1. ¹NCI-FDA Clinical Proteomics Program, Laboratory of Pathology, Center for Cancer Research, National Cancer Institute, National Institutes of Health, Bethesda, MD, USA
2. ²Department of Pathology, Royal College of Surgeons in Ireland and Beaumont Hospital, Dublin, Ireland
3. ³Laboratory of Molecular Pharmacology, Center for Cancer Research, National Cancer Institute, National Institutes of Health, Bethesda, MD, USA
4. ⁴Department of Epidemiology, Royal College of Surgeons in Ireland, Dublin, Ireland
5. ⁵Center for Applied Proteomics and Molecular Medicine, George Mason University, Manassas, VA, USA
6. ⁶NCI-FDA Clinical Proteomics Program, Food and Drug Administration, Bethesda, MD, USA

Correspondence: Dr C Gulmann, Department of Pathology, Beaumont Hospital, Dublin 9, Ireland. E-mail: christian_gulmann@hotmail.com

⁷These authors contributed equally to this study and are to be considered joint first authors.
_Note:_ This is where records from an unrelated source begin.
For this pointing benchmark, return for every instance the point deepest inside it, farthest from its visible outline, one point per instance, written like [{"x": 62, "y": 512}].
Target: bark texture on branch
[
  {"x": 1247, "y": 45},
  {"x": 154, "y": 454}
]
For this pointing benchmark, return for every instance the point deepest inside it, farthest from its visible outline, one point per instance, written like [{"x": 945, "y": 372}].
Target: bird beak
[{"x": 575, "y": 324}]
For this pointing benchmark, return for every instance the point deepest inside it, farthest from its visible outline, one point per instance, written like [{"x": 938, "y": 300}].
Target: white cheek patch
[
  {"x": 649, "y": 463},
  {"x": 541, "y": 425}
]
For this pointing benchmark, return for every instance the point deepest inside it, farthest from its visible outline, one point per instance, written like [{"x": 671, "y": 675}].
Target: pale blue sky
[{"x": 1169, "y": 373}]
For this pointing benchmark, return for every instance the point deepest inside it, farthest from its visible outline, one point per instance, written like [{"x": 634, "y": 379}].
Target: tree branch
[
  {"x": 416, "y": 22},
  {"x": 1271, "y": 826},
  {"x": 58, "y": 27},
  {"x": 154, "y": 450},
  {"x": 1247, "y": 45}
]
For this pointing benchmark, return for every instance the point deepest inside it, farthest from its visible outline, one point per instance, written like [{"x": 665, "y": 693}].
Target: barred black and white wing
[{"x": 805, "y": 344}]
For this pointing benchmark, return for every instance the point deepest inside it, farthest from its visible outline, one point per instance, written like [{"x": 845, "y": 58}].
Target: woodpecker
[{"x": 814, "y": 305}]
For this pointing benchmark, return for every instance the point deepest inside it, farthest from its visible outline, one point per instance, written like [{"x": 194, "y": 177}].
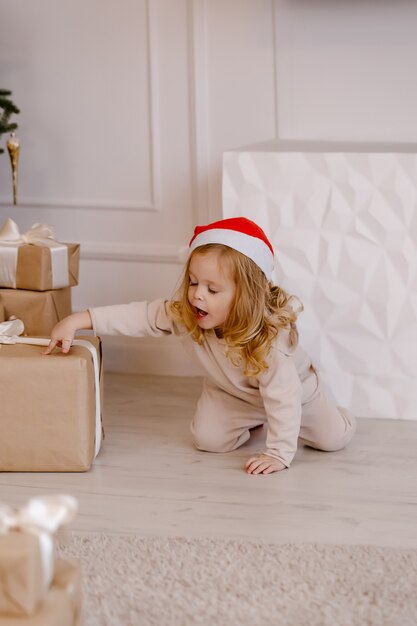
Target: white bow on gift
[
  {"x": 38, "y": 235},
  {"x": 10, "y": 333},
  {"x": 41, "y": 516}
]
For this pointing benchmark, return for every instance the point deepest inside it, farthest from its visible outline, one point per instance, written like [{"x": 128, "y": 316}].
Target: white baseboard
[{"x": 162, "y": 355}]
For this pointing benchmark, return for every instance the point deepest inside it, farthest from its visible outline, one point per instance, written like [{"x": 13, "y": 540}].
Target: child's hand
[
  {"x": 263, "y": 464},
  {"x": 62, "y": 334}
]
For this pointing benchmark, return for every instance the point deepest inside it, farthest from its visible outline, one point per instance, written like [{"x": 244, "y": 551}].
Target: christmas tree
[{"x": 7, "y": 108}]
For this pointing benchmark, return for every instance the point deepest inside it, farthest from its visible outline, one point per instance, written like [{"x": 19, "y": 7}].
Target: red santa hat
[{"x": 240, "y": 234}]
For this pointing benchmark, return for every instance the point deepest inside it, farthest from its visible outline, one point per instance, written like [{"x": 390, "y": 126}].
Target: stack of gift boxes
[
  {"x": 36, "y": 276},
  {"x": 37, "y": 588},
  {"x": 50, "y": 417}
]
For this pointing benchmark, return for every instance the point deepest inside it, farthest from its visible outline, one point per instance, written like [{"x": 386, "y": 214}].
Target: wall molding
[{"x": 133, "y": 252}]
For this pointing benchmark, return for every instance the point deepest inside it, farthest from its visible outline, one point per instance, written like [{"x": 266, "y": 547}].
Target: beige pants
[{"x": 222, "y": 422}]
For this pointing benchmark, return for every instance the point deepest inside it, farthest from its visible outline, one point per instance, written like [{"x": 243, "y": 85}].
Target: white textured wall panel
[{"x": 344, "y": 226}]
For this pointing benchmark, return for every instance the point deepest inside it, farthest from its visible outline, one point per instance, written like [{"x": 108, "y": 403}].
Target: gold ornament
[{"x": 13, "y": 146}]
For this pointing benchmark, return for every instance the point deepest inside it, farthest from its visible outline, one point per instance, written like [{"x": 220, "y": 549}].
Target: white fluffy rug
[{"x": 141, "y": 581}]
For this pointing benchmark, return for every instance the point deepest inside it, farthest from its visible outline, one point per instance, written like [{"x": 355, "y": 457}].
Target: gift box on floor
[
  {"x": 21, "y": 573},
  {"x": 50, "y": 417},
  {"x": 38, "y": 310},
  {"x": 35, "y": 260},
  {"x": 37, "y": 589}
]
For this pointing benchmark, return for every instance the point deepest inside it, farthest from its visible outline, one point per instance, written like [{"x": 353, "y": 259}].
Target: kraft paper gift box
[
  {"x": 28, "y": 564},
  {"x": 55, "y": 610},
  {"x": 38, "y": 310},
  {"x": 50, "y": 417},
  {"x": 62, "y": 604},
  {"x": 35, "y": 260},
  {"x": 21, "y": 585}
]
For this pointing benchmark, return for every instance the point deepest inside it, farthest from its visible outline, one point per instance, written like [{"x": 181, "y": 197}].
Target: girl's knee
[{"x": 336, "y": 436}]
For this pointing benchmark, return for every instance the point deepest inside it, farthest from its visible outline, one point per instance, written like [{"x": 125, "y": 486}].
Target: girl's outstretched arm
[{"x": 63, "y": 333}]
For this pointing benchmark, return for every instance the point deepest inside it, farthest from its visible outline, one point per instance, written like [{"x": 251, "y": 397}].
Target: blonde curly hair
[{"x": 257, "y": 314}]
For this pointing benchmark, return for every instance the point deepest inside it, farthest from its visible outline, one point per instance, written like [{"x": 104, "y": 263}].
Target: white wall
[{"x": 127, "y": 107}]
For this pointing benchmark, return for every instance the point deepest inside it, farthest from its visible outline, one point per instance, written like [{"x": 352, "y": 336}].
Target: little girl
[{"x": 241, "y": 329}]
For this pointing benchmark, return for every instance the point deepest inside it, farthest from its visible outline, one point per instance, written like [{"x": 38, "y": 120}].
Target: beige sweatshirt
[{"x": 279, "y": 392}]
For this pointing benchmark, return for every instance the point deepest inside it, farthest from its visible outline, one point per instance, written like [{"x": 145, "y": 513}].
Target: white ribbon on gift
[
  {"x": 37, "y": 235},
  {"x": 9, "y": 334},
  {"x": 42, "y": 517}
]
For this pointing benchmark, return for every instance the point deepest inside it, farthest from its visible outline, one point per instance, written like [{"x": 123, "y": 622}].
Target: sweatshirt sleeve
[
  {"x": 137, "y": 319},
  {"x": 281, "y": 391}
]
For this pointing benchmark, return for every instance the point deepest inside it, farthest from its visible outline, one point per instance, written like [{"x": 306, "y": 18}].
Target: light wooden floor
[{"x": 148, "y": 478}]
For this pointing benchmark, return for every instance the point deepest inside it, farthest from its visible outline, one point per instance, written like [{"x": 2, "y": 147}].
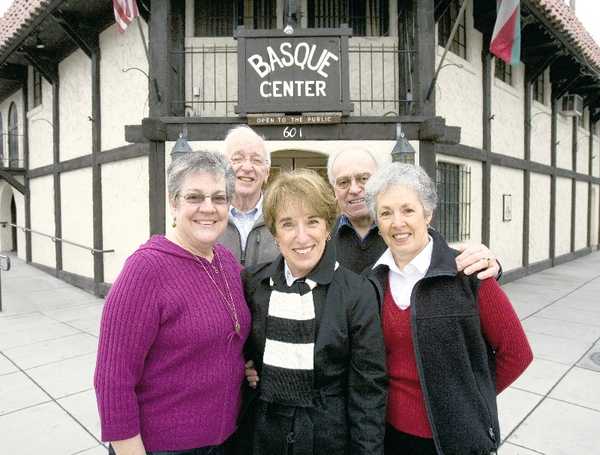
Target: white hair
[
  {"x": 400, "y": 174},
  {"x": 334, "y": 156},
  {"x": 245, "y": 130}
]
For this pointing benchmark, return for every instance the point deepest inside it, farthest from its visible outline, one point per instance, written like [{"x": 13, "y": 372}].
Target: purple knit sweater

Received 15 March 2007; Revised 3 May 2007; Accepted 6 June 2007; Published online 9 July 2007.

Abstract

Molecular crosstalk, including reciprocal stimulation, is theorized to take place between epithelial cancer cells and surrounding non-neoplastic stromal cells. This is the rationale for stromal therapy, which could eliminate support of a cancer by its genetically stable stroma. Epithelial-stromal crosstalk is so far poorly documented in vivo, and cell cultures and animal experiments may not provide accurate models. The current study details stromal-epithelial signalling pathways in 35 human colon cancers, and compares them with matched normal tissues using quantitative proteomic microarrays. Lysates prepared from separately microdissected epithelium and stroma were analysed using antibodies against 61 cell signalling proteins, most of which recognize activated phospho-isoforms. Analyses using unsupervised and supervised statistical methods suggest that cell signalling pathway profiles in stroma and epithelium appear more similar to each other in tumours than in normal colon. This supports the concept that coordinated crosstalk occurs between epithelium and stroma in cancer and suggests epithelial-mesenchymal transition. Furthermore, the data herein suggest that it is driven by cell proliferation pathways and that, specifically, several key molecules within the mitogen-activated protein kinase pathway may play an important role. Given recent findings of epithelial-mesenchymal transition in therapy-resistant tumour epithelium, these findings could have therapeutic implications for colon cancer.